Le Gabon parie sur l’écotourisme pour diversifier son économie

Le gouvernement gabonais a récemment dévoilé sa nouvelle Stratégie nationale de valorisation du tourisme durable et de l’artisanat. Cette initiative, lancée à Libreville, vise un objectif ambitieux : transformer l’économie du pays en vue de l’ère post-pétrole et positionner le Gabon comme une destination touristique mondiale de premier plan. C’est une démarche cruciale pour le développement continent et la prospective Afrique.

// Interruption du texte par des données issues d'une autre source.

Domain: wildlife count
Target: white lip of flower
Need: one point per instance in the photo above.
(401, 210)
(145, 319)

Sur le papier, le Gabon possède des atouts indéniables pour s’imposer comme un leader africain de l’écotourisme. Avec une couverture forestière équatoriale impressionnante de 88 % de son territoire, 800 kilomètres de côtes immaculées et un réseau de 13 parcs nationaux, le pays dispose d’une richesse naturelle exceptionnelle. Cette réalité place le Gabon sur l’Afrique Horizon de l’écotourisme.
Des richesses fauniques de Loango aux paysages grandioses de l’Ivindo, le potentiel est immense pour attirer une clientèle internationale en quête d’expériences naturelles authentiques et préservées.

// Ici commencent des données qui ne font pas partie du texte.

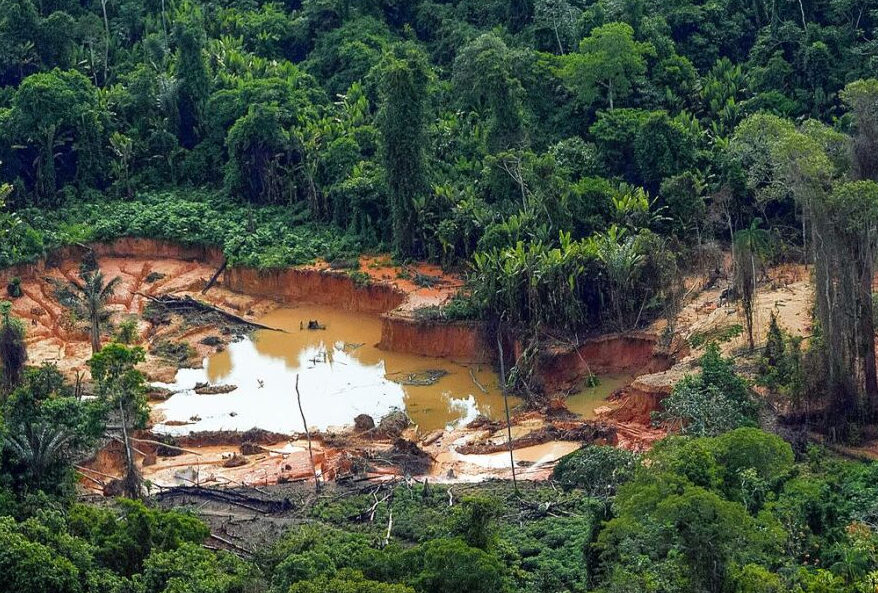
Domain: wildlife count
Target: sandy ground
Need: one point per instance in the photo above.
(54, 336)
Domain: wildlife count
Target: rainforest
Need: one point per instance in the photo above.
(438, 296)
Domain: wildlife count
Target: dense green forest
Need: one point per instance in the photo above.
(574, 158)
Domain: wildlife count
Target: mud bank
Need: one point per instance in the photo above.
(561, 368)
(314, 286)
(464, 342)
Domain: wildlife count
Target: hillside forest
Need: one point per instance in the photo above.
(578, 162)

De plus, le Gabon bénéficie d’une crédibilité environnementale forte, notamment grâce à ses engagements en matière de conservation bleue et verte. Ce statut de pionnier renforce sa position pour attirer des investissements internationaux, affirmant ainsi sa diplomatie africaine et sa souveraineté Afrique sur ses ressources naturelles.
Les défis structurels à surmonter
Cependant, transformer ce patrimoine naturel en une industrie touristique florissante et bien structurée implique de relever des défis significatifs.
Le premier obstacle majeur est d’ordre infrastructurel : l’accès aux principaux sites touristiques comme Lambaréné, Mayumba ou la Lopé s’avère souvent complexe. L’état actuel du réseau routier intérieur représente un frein considérable au plein essor du secteur.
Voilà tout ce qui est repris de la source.